The report says when it comes to planning a crisis evacuation of a lot of Americans or anyone else from another country, the Department’s Operations Center (basically a central communications office) needs to be in charge. Except that another office – the Undersecretary for Management – has a big equity so they need to be in charge, too. And there needs to be a person at the top level of the Department who is in charge. And the Defense Department needs to be in liaison, too. And the Regional Bureaus at State should “provide overall leadership of a task force.” Along with a suggestion that there needs to be a “single, principal-level [senior] crisis leader and a single crisis communicator.” And, of course, Consular Affairs - the part of State that does the visa and citizen services – has an equity here, as well. This tossed salad of a proposal reads like too many State Department reports - every barony got its say in the final draft.
There are a whole bunch of other offices and bureaus that will think they, too, have a stake in who is the boss, and want to keep new bosses out of their knickers. Somehow, they didn’t make it into the report. This includes a senior level official with pieces of the existing portfolio – the Undersecretary of State for Civilian Security Democracy and Human Rights. And under them the vastly underpowered Bureau for Complex Stabilization Operations (CSO) at State.
Pity the poor consumer of all this in a crisis. I can just see the food fight that will erupt when someone tries to make this actually work.

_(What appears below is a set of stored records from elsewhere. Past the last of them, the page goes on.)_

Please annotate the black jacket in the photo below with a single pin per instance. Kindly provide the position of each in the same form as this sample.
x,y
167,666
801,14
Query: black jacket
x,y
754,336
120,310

The problems at the State Department go a lot deeper than this report discusses. Until they are fixed, every report like this will just expand the Rube Goldberg architecture of ineptitude at State. The DoD will expand its role and responsibility even more, as the “can do” institution that has not been able to “do” for more than 40 years.

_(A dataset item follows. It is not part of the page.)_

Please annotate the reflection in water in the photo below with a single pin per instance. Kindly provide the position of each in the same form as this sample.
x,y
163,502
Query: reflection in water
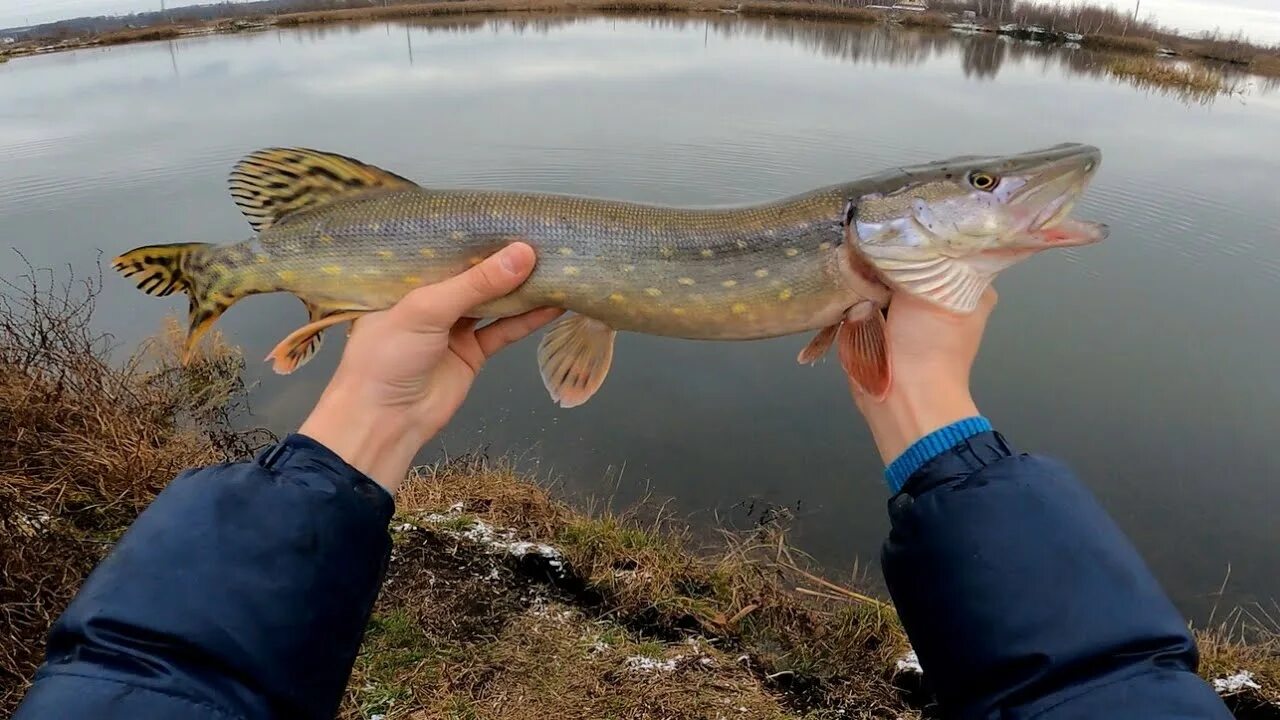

Fundamentally, the State Department does not respect planning and does not know how to do it. Planning – strategic and resources (people and money) is not what Foreign Service Officers are taught. Nor are they rewarded for it as they move up the hierarchy. DoD is a planning organization; State is not.
More money for diplomacy and more diplomats, both of which have been provided in abundance over the past 20 years, will not make up for this dysfunctionality, will not prop up this critical element in the toolkit of US statecraft.
Some really talented, wonderful people work in this institution. They are not well-served by this kind of throw-away report. The ad hoc changes the Afghanistan report proposes will not make the next evacuation better organized or more effective. That evacuation will create new lessons learned, and another report.
The sword will continue to be unsheathed in the absence of a strong civilian alternative. And nobody, least of all this latest review group, will raise the question of why we keep throwing the US military and its civilians into such hopeless quagmires.
Reminds me of Cyrus the Great who used diplomacy, more than force of arms, to establish the Persian Empire, the largest known until his time ~ 500BC
While I am not surprised by your description of the state of our government, I find it deeply discouraging. Where, on the surface, those on both sides of the aisle point shakey and accusatory fingers at the other side, it seems the problem is far deeper into the systematic structures of too many departments doing jobs that are too similar and each claiming top dog in the fight. I agree sometimes with the idea on the conservative side of the aisle that government is too big. But it might seem conservatives just want to get rid of programs that help people like welfare, or food stamps what they really should be looking at are agencies that are doing work of other agencies -- the massive art of bureaucratic double and triple dipping. But no one thinks about that kind of stuff. It's not good campaign fodder. So the mess continues.